Clean break agreements

Reviewed by Dominic Wisdom of Brethertons Solicitors


Clean break agreementsA clean break allows you to become financially independent from your former spouse when you divorce. If your financial position allows it, a clean break agreement is usually preferable to continued spousal maintenance. You will want to be sure that your agreement covers all the key issues and is made legally binding with a clean break order

When is a clean break possible?

A clean break settlement means that you agree how your property, savings and other assets are to be divided between you, once and for all. Once a clean break order has been finalised, neither of you will be able to make any further financial claim against the other.

If one of you is financially dependent on the other, it may be difficult to reach a clean break agreement unless there is enough money available to pay a lump sum as part of a fair settlement. For example, if one of you looks after the children and has a low or zero income, you may need to agree spousal maintenance instead.

By contrast, it should be possible to agree a clean break if you have limited or no financial claims against each other. A clean break is most likely if you have been married for a relatively short time, have no children and earn similar incomes.

You cannot agree an entirely clean break if you have children who are eligible for child maintenance. But you can agree a clean break that covers all other financial claims between the two of you.

Advantages of a clean break

If a clean break is possible, it’s often a better solution than agreeing continuing spousal maintenance. If you cannot agree a financial settlement between yourselves and ask the court to decide, the court will always look to see whether a clean break order would be fair and reasonable.

For some divorcing couples, becoming financially independent from your former spouse may be emotionally preferable. But a clean break also helps reduce the potential risks and uncertainty of continuing to pay or receive spousal maintenance.

Spousal maintenance ordered by the court can be varied if the circumstances justify it. So if your future financial position improves, you may find your former spouse asking for a larger share (or a reduction in any maintenance paid to you). Equally, if you continue to depend on maintenance, you could suffer if your former spouse can no longer afford the payments or simply fails to pay.

Spousal maintenance always ends if the recipient remarries. So if you are financially dependent on your former spouse and intend to remarry, a clean break will be preferable.

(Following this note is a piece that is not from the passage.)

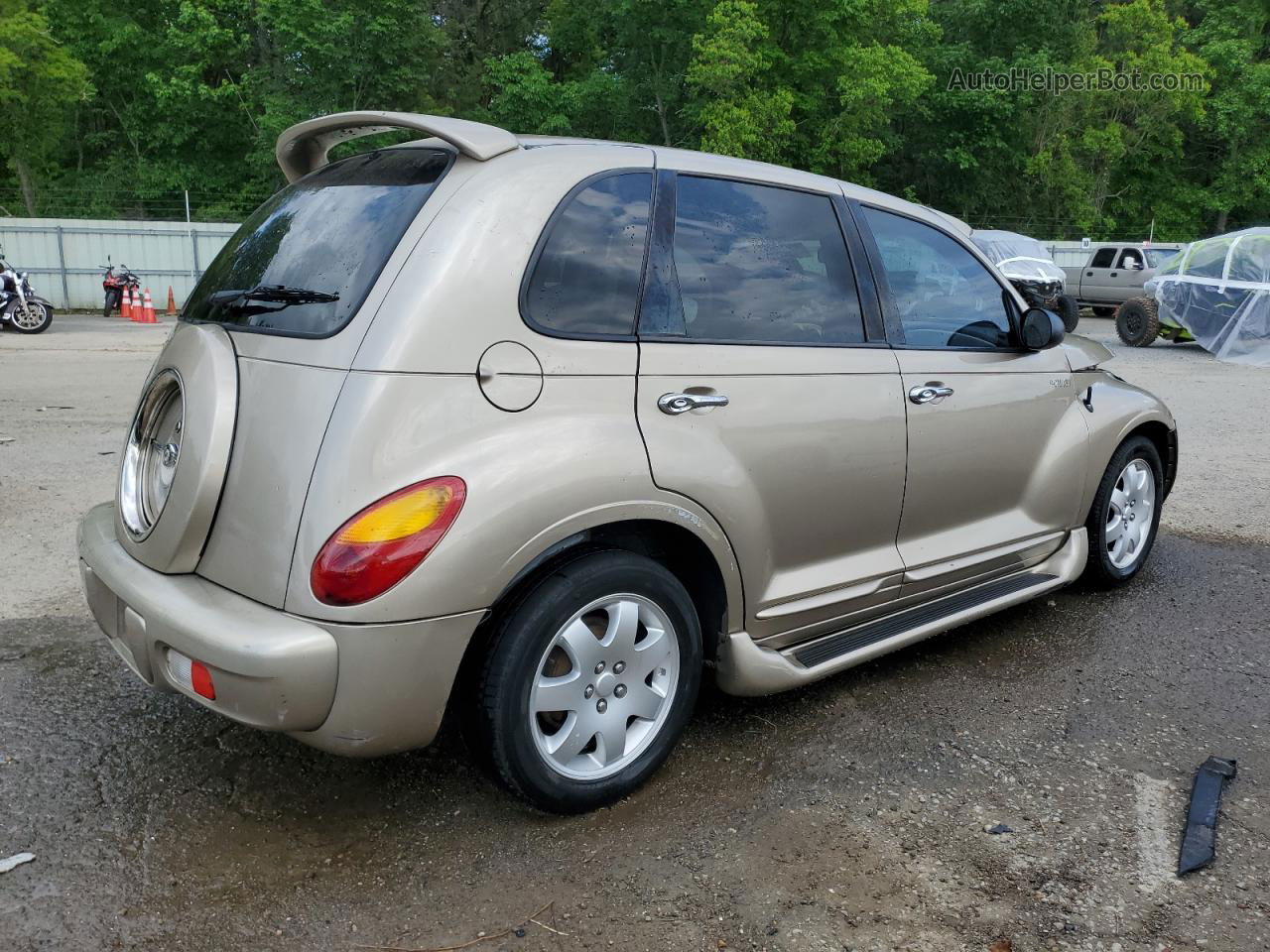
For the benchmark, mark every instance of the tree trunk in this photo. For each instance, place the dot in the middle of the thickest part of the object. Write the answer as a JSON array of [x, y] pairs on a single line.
[[28, 185]]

What the clean break agreement covers

A clean break agreement takes into account all the assets and income that each of you have, and aims to balance your interests. The longer your marriage has been, the more likely it is that the less wealthy partner will be entitled to a substantial share of the assets – particularly if they made a substantial contribution to the marriage by looking after the house and children.

As well as agreeing how much you are each entitled to, you need to agree how particular assets will be shared out. For example, one of you might want to stay in the family home with the children while the other receives a correspondingly higher share of other assets.

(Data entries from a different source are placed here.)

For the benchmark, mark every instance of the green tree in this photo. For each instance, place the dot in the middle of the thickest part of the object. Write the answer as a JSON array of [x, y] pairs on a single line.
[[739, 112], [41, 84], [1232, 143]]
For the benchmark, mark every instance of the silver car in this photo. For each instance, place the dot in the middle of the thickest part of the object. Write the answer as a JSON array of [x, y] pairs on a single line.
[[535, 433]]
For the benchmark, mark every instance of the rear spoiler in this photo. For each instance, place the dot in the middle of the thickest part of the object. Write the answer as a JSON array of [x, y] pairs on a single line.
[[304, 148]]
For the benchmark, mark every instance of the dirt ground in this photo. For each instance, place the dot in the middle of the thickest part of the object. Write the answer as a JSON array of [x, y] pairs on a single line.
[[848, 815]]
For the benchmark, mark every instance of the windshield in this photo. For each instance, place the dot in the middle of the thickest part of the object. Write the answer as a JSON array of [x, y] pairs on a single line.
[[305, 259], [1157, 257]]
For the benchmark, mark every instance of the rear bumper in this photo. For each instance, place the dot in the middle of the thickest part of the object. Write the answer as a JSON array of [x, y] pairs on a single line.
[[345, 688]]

Pension entitlements can be a very valuable asset and will need to be included in the agreement. You might agree to split a pension fund or one partner might retain the pension fund while the other received a corresponding lump sum or other assets.

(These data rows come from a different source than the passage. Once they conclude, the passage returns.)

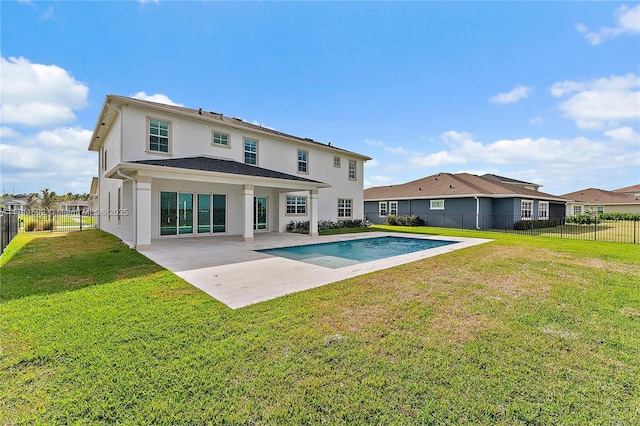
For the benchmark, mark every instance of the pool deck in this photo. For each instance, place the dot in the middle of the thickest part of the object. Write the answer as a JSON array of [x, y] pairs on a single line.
[[231, 271]]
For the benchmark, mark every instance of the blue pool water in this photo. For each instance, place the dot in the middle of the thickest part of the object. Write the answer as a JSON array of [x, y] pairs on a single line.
[[345, 253]]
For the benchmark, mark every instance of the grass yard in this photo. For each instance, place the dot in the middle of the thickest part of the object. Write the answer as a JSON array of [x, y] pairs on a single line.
[[522, 330]]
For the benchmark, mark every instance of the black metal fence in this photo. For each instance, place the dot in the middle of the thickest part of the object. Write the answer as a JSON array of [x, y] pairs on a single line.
[[8, 229], [618, 231], [53, 221]]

As part of the clean break agreement, you will also need to deal with any debts: for example, if there is a mortgage on the house.

Finally, the agreement should make it clear that neither of you will be able to make any future financial claims against each other - including making any claim against your former spouse’s estate if they die before you.

Reaching a clean break order

To make your agreement final, you must have a consent order signed by both of you and agreed by the court. Until you have a clean break order, either one of you could change your mind.

If possible, you should try to negotiate agreement between yourselves, though you may also want to take legal advice on what would be a fair agreement. Other alternatives include using family mediation or collaborative law, or involving your lawyers.

Be clear about your priorities, and realistic about what you can expect to achieve. If you cannot reach agreement and ask the court to decide, you are unlikely to end up with exactly what you want either - and will have higher legal costs. Drawn-out and expensive legal arguments should be avoided if at all possible.

Once you have reached agreement, your lawyer can turn this into a draft consent order for the court to approve.